15.10.2025, 10:00 Uhr
Universität Wien
Besprechungsraum 6.35
Währinger Str. 29
1090 Wien
Titel: Investigation of lncRNAs in Trichoderma reesei
Kurzfassung:
Die lange nichtkodiernede RNA HAX1 aus dem Schlauchpilz Trichoderma reesei nimmt
eine zentrale Rolle in der Regulation der Expression von Carbohydrate-active enzymes ein.

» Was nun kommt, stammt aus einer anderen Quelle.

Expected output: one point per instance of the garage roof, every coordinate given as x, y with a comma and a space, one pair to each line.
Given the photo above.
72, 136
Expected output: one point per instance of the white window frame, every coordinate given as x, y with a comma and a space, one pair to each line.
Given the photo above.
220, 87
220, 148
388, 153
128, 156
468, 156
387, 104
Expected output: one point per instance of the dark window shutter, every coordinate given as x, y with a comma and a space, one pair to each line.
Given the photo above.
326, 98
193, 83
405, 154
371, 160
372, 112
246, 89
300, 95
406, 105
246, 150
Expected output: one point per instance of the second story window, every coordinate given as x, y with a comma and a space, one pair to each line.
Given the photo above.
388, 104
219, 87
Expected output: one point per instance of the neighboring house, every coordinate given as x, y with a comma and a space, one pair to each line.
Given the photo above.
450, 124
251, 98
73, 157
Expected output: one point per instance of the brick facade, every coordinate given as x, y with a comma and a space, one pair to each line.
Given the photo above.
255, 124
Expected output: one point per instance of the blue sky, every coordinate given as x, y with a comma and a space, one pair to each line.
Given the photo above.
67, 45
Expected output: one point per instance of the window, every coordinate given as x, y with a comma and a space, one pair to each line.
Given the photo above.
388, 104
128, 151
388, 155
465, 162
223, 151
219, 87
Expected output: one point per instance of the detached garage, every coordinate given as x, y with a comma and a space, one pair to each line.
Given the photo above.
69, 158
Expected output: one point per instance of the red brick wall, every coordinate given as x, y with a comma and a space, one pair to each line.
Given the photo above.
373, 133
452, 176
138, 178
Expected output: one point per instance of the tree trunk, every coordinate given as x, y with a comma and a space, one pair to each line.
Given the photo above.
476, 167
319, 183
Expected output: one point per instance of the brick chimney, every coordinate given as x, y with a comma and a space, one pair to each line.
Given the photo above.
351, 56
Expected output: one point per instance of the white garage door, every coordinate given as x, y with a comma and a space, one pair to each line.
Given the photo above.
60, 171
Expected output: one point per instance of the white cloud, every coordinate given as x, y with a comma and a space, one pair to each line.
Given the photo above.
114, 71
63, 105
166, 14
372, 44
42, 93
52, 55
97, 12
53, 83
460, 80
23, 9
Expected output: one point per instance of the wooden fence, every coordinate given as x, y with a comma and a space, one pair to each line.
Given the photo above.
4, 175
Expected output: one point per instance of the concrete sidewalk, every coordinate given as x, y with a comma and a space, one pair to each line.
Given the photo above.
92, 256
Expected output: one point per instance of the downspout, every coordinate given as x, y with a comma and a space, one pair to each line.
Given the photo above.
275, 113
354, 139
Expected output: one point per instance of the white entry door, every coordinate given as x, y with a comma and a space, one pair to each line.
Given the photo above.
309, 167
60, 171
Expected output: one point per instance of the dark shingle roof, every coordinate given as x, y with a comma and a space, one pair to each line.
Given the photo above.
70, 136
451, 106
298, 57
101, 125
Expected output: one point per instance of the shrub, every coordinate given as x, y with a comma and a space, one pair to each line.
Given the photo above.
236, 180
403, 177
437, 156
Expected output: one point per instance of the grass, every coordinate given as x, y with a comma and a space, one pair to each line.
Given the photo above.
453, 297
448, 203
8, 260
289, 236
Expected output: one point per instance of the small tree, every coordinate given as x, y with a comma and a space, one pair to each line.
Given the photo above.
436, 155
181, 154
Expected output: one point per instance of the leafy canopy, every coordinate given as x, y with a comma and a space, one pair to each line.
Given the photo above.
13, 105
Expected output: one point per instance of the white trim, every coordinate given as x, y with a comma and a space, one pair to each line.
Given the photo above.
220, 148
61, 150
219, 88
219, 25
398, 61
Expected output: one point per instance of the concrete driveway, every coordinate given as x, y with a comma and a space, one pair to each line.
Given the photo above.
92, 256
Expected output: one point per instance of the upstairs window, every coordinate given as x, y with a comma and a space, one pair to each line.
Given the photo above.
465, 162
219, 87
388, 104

Durch die Entwicklung neuer Next-Generation Sequencing Technologien ist die Anzahl
der RNAs, die nicht für Proteine kodieren, drastisch angestiegen. Verschiedene Klassen
von nichtkodiernden RNAs regulieren die Genexpression auf RNA-RNA, RNA-DNA
oder RNA-Protein Ebene durch Chromatin-Remodellierung, direkte Interaktion mit
Transkripten oder Posttranslationale Modifikationen. RNAs können sich wie Proteine in
komplexe dreidimensionale Strukturen falten. Da die Struktur der RNA entscheidend für
die Aktivität ist, ist die Strukturaufklärung ein wichtiger Faktor in der RNA Forschung.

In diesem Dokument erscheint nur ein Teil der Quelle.